Renegade and Renegade Viper boots are ideal for many disciplines. Once adjusted to suit the hoof it is one of the most easiest boots to apply and takes no time at all. These boots can also be made to suit hooves that have a round shape. Uniquely, these boots have several adjustments, including a unique cable adjustment that make them flexible in their fitting. Once the cable is adjusted it is usually not needed to be done again. Boots are sold individually, allowing different sizes to be purchased for those horses with individual hooves
There is a left and right in the boots, simply by the way the straps do up, but they can easily be converted simply taken the straps off, turning them upside down and re-threading through the other way. This is helpful in extending the life of the boot should there be uneven wear, but catch it early so as not to cause to much un-eveness to the horse.
The Viper boot has a deeper tread pattern, more flexible sole, is lighter and a little more ‘stream-lined’ than the original Renegade Boot. The heel capsule is solid and the sizing is also different. See the size charts.
The Renegade boots come in 8 different colours – Black Knight, Dragon Fire Red, Sport Orange, Yellow Gold, Metallic Jade, Burgundy Blitz, Chocco Latte and Arizona Copper. (Gold and Orange absorb less heat than the Black or Brown, the other colours are in-between).
The Viper boot comes in 5 different colours – Fluro Cosmic Orange, Fluro Emerald Green, Arizona Copper, Black Night and Dragon Fire Red.
Spare parts are readily available.
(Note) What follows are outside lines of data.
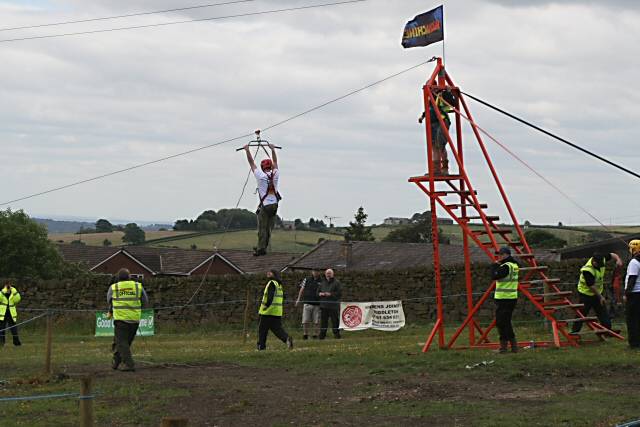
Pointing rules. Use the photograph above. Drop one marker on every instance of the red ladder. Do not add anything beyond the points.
(456, 195)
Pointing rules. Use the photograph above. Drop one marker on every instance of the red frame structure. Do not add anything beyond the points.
(440, 189)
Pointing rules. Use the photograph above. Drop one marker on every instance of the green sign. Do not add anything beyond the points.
(104, 325)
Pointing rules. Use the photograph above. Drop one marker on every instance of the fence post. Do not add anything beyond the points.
(86, 402)
(245, 328)
(174, 422)
(48, 339)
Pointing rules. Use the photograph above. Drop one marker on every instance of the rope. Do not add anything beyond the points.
(539, 129)
(23, 323)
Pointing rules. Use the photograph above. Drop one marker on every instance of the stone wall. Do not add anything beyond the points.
(222, 299)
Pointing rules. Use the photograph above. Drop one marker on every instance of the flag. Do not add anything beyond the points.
(424, 29)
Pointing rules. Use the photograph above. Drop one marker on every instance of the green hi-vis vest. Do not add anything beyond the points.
(507, 287)
(127, 300)
(598, 273)
(275, 309)
(9, 303)
(444, 109)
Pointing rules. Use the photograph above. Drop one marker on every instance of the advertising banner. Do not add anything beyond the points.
(104, 326)
(381, 315)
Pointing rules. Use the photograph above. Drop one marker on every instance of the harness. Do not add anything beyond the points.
(271, 189)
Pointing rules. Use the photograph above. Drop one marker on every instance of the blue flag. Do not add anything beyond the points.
(424, 29)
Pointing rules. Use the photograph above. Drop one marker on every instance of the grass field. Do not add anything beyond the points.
(214, 378)
(96, 239)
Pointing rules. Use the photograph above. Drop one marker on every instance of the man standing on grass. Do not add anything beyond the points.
(271, 312)
(632, 296)
(9, 297)
(591, 288)
(505, 272)
(267, 177)
(125, 298)
(329, 293)
(311, 308)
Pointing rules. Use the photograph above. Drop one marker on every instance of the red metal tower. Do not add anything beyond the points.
(456, 195)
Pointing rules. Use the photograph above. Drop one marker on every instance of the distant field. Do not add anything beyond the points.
(96, 239)
(281, 240)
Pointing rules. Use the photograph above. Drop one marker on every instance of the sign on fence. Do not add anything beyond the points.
(104, 326)
(382, 315)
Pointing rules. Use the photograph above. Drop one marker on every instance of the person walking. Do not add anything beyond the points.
(505, 272)
(329, 293)
(311, 306)
(267, 177)
(271, 312)
(632, 296)
(125, 298)
(591, 289)
(9, 297)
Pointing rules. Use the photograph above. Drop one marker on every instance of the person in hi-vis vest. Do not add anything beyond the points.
(591, 288)
(9, 297)
(270, 312)
(125, 298)
(505, 272)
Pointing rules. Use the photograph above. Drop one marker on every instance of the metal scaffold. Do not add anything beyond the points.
(456, 195)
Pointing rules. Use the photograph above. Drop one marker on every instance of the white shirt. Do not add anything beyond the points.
(263, 185)
(633, 270)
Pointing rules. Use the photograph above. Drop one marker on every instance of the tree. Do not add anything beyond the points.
(357, 231)
(26, 249)
(133, 234)
(419, 231)
(103, 226)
ORDER HERE
Renegade also make a glue shoe. These are ideal for endurance rides and marathons, or treks. They should be removed when not required. Learning to glue them on successfully takes a bit of practice, but when done right they stay on and work well.
Both Renegade boots are best suited to hooves that are low heel, short toe with a Brumby bevel and no or minimal flaring. While the boots are likely to perform well on hooves outside these guidelines reasonable caution must be taken by the purchaser.
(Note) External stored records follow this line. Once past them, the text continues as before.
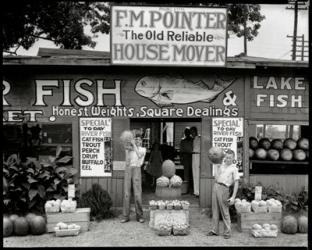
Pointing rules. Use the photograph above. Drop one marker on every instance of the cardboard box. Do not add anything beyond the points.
(80, 217)
(245, 221)
(168, 193)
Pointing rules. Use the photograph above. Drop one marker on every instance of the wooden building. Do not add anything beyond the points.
(59, 88)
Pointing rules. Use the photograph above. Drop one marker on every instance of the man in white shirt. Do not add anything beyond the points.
(195, 160)
(134, 160)
(226, 175)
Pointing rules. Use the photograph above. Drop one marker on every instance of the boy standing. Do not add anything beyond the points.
(134, 159)
(225, 176)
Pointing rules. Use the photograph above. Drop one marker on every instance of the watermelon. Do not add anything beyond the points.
(37, 225)
(21, 226)
(7, 226)
(13, 217)
(29, 216)
(176, 181)
(253, 142)
(299, 155)
(162, 181)
(168, 168)
(303, 143)
(303, 224)
(289, 225)
(216, 155)
(286, 154)
(264, 143)
(290, 143)
(277, 144)
(273, 154)
(251, 153)
(261, 153)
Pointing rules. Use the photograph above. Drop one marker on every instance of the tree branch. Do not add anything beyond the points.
(42, 37)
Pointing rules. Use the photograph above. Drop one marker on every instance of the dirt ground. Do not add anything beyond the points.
(111, 232)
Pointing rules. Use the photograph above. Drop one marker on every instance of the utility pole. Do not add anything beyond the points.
(295, 6)
(301, 46)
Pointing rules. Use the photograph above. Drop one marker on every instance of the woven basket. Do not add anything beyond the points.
(258, 209)
(66, 232)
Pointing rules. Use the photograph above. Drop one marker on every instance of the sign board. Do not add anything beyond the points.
(258, 193)
(226, 134)
(178, 36)
(71, 191)
(95, 147)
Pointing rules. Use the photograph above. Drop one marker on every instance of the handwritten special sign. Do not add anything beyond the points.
(145, 35)
(93, 134)
(225, 133)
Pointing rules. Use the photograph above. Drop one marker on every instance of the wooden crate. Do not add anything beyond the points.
(168, 193)
(80, 217)
(158, 214)
(245, 221)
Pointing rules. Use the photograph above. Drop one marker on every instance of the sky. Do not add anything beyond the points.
(271, 42)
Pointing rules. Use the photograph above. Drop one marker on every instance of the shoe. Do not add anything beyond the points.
(212, 233)
(141, 220)
(227, 236)
(124, 220)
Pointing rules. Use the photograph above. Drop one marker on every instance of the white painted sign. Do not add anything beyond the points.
(225, 133)
(94, 133)
(145, 35)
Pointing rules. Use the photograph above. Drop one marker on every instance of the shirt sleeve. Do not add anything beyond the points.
(235, 174)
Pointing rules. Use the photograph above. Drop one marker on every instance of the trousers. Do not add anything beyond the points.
(220, 195)
(132, 178)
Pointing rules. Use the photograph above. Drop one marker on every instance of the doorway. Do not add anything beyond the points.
(168, 133)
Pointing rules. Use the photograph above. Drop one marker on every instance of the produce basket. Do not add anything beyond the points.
(181, 229)
(262, 233)
(163, 230)
(68, 208)
(66, 232)
(258, 209)
(275, 209)
(52, 209)
(153, 205)
(243, 208)
(185, 205)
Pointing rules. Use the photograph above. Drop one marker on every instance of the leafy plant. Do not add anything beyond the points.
(30, 184)
(98, 200)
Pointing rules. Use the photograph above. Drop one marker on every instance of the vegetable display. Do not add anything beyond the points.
(289, 224)
(270, 205)
(264, 231)
(169, 204)
(278, 149)
(303, 224)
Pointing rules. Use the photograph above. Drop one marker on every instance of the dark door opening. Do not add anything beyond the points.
(168, 133)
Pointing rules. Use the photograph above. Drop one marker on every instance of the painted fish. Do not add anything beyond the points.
(166, 90)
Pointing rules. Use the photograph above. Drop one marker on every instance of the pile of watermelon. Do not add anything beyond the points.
(23, 225)
(278, 149)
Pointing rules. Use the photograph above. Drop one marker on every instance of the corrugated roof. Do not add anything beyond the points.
(66, 57)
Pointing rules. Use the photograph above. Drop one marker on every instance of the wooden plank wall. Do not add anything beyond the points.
(288, 183)
(206, 178)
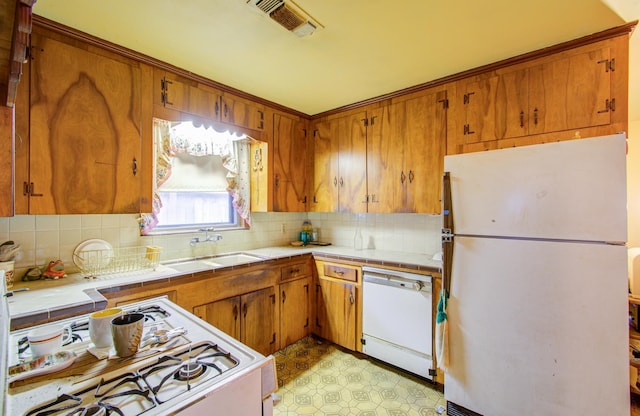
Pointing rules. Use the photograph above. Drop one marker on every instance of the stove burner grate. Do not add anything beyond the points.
(174, 374)
(113, 397)
(189, 371)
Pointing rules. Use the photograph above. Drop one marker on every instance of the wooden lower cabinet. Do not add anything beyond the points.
(250, 318)
(336, 312)
(294, 311)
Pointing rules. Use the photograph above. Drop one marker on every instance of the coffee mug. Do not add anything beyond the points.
(100, 327)
(48, 339)
(126, 331)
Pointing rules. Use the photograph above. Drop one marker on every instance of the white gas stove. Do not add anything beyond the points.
(203, 371)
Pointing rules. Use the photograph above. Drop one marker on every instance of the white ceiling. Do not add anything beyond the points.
(367, 48)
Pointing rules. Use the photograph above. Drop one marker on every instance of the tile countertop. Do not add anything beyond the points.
(48, 300)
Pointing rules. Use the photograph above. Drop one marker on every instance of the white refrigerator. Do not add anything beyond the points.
(536, 267)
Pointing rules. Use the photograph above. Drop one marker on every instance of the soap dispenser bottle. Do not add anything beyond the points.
(357, 239)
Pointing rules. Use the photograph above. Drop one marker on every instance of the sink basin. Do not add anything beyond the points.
(231, 259)
(224, 260)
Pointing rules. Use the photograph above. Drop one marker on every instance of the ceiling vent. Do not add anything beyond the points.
(289, 15)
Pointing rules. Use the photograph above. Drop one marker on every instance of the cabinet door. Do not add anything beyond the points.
(223, 314)
(325, 166)
(385, 153)
(289, 164)
(352, 163)
(425, 135)
(496, 107)
(294, 311)
(258, 320)
(85, 142)
(336, 312)
(571, 93)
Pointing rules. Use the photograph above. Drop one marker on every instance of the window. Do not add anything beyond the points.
(202, 179)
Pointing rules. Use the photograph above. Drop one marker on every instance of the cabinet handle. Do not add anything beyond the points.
(467, 97)
(609, 65)
(609, 105)
(261, 123)
(467, 129)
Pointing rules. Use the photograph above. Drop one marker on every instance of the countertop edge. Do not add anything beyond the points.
(95, 300)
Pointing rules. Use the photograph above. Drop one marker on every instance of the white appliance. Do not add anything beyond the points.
(396, 319)
(201, 372)
(537, 315)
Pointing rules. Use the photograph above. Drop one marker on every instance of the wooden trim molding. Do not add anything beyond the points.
(19, 43)
(561, 47)
(137, 56)
(572, 44)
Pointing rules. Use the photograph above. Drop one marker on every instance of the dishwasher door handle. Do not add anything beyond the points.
(408, 284)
Measure your horse a week or two after he has been trimmed and assess the amount of flaring, if any. It takes approximately 9 months for a new hoof wall to grow down, so if your horse suffers from ‘white line separation’ (flaring) then trim more regularly (every 2 – 3 weeks) using a Brumby bevel to take the leverage forces off the wall. Then watch the flare grow out down the hoof wall as the new growth comes down connected with the laminae to the coffin bone.